A metal pipe is 77 cm long. The inner diameter of a cross-section is 4 cm, the outer diameter being 4.4 cm. find its
(i) inner curved surface area.
(ii) outer curved surface area.
(iii) total surface area.

Answer 1

Hint: We will use the formula of the surface area of cylindrical things. A metal pipe is in the shape of a cylinder. The length is given. The surface area will be different for outer surface and inner surface. The formula for surface area is dependent on the radius of the figure. For the inner and outer surface area the radii are different. So, we will get different values. For the total surface area, we need to add up both inner and outer surface area.

Complete step-by-step solution:
The given figure of the metal pipe is of a cylindrical shape. It has both inner and outer diameter which means the figure has a measurable thickness. So, the inner and outer surface area will be different.
Now, the length of the metal pipe is 77 cm. So, $l=77$.
Let, the inner and outer radius of the pipe be $r$ and $R$.
Given that, the inner diameter of a cross-section is 4 cm and the outer diameter being 4.4 cm.
So, the radius is half of the diameter.
$2r=4\Rightarrow r=\dfrac{4}{2}=2$ cm and $2R=4.4\Rightarrow R=\dfrac{4.4}{2}=2.2$ cm.
We know that formula of the surface area of a cylinder is $S=length\times perimeter$.
So, for the inner surface area ${{S}_{r}}=2\pi rl$ and for the outer surface area ${{S}_{R}}=2\pi Rl$.
We put the values in the formula to get the surface area.
The inner surface area ${{S}_{r}}=2\pi rl=2\times \dfrac{22}{7}\times 2\times 77=968c{{m}^{2}}$.
 The outer surface area ${{S}_{R}}=2\pi Rl=2\times \dfrac{22}{7}\times 2.2\times 77=1064.8c{{m}^{2}}$.
The total surface area is the sum of the inner and outer surface areas.
So, total surface area is $S={{S}_{r}}+{{S}_{R}}=968+1064.8=2032.8c{{m}^{2}}$.

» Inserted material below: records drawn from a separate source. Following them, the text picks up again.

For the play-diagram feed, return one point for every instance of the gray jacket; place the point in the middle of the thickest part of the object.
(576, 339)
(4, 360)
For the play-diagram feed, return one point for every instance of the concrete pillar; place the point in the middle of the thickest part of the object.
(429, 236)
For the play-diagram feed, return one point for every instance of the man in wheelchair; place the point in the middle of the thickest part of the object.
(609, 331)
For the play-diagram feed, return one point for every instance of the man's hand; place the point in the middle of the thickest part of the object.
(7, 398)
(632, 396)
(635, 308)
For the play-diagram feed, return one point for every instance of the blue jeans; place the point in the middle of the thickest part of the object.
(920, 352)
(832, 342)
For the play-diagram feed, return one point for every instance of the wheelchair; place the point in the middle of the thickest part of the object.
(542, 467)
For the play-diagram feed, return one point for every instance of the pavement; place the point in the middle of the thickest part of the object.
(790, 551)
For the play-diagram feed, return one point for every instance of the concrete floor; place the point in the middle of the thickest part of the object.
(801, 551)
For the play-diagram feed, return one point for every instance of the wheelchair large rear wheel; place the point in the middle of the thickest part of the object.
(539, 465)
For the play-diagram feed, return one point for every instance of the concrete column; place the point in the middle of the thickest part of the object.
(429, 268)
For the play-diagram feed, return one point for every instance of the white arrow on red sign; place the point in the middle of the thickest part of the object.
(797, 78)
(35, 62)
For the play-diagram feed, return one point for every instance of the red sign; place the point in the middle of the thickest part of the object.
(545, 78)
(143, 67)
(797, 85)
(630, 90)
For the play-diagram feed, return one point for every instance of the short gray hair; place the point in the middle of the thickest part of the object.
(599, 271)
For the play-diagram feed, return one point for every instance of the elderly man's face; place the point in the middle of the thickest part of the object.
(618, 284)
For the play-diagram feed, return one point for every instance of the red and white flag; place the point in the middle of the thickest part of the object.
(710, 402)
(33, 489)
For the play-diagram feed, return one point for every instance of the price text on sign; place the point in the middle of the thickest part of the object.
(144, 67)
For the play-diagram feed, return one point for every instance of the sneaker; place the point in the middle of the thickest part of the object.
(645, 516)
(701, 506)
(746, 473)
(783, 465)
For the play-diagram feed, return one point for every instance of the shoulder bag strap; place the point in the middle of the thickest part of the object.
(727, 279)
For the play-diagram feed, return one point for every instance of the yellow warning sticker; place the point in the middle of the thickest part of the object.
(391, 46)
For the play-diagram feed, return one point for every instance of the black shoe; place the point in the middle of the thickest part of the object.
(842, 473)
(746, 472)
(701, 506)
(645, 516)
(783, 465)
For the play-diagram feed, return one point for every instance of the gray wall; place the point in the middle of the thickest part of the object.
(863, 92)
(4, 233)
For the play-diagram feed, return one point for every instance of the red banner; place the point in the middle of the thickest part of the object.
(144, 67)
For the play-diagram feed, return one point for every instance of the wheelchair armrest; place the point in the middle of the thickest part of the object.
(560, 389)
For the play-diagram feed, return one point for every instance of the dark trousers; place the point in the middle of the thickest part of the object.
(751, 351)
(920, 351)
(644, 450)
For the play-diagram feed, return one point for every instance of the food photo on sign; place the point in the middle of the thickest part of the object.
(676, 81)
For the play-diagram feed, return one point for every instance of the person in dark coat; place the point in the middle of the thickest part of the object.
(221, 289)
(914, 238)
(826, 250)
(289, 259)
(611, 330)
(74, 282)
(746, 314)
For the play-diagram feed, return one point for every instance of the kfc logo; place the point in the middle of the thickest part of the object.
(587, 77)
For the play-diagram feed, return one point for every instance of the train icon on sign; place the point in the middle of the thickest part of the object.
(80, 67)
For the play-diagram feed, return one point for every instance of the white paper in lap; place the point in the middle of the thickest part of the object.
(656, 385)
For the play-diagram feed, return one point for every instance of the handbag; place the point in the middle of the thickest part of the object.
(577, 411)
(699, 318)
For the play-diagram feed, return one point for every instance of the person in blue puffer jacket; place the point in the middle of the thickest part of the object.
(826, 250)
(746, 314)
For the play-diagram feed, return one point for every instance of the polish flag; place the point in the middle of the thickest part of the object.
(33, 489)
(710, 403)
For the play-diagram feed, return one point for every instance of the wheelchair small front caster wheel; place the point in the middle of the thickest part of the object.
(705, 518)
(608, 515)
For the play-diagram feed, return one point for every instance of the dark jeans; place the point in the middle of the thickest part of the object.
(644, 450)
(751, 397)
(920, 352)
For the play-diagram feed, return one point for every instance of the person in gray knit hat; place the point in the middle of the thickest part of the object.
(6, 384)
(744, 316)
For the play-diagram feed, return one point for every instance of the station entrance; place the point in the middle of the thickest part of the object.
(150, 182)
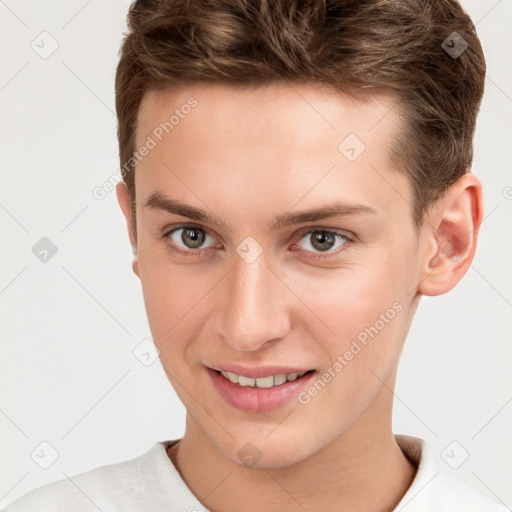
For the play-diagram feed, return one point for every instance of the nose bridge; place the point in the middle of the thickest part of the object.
(253, 311)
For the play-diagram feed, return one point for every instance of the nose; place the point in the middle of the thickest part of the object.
(252, 310)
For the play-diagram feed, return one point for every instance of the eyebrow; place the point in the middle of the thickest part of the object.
(160, 201)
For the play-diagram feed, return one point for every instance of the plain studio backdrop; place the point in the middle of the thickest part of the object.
(77, 389)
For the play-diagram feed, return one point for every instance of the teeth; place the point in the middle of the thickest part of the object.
(262, 382)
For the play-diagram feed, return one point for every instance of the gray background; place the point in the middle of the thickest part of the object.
(69, 377)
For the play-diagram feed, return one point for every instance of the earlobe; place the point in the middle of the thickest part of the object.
(453, 232)
(124, 200)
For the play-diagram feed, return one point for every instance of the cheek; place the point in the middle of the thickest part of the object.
(173, 294)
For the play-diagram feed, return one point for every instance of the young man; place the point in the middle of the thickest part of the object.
(296, 177)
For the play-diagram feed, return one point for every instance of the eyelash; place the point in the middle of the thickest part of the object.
(197, 253)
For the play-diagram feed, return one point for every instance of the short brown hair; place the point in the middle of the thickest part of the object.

Note: We need to always remember the difference between the inner and outer surface area as it’s just because of the thickness of the figure. If the thickness is missing then we would only have one kind of thickness i.e. both side surface area will be of the same value. We tried to process the formula using a radius. But to minimize our problem we can also use the diameter as instead of using $r$ and $R$, we can use $2r$ and $2R$ in the perimeter. Also, we need to care about the lid of the figure if the lid exists. In our figure, it’s not mentioned. So, we didn’t use the lid factor. In that case, we need to add the area of the circle which is $2\times \pi {{R}^{2}}=2\pi {{R}^{2}}$. There are two lids on two sides.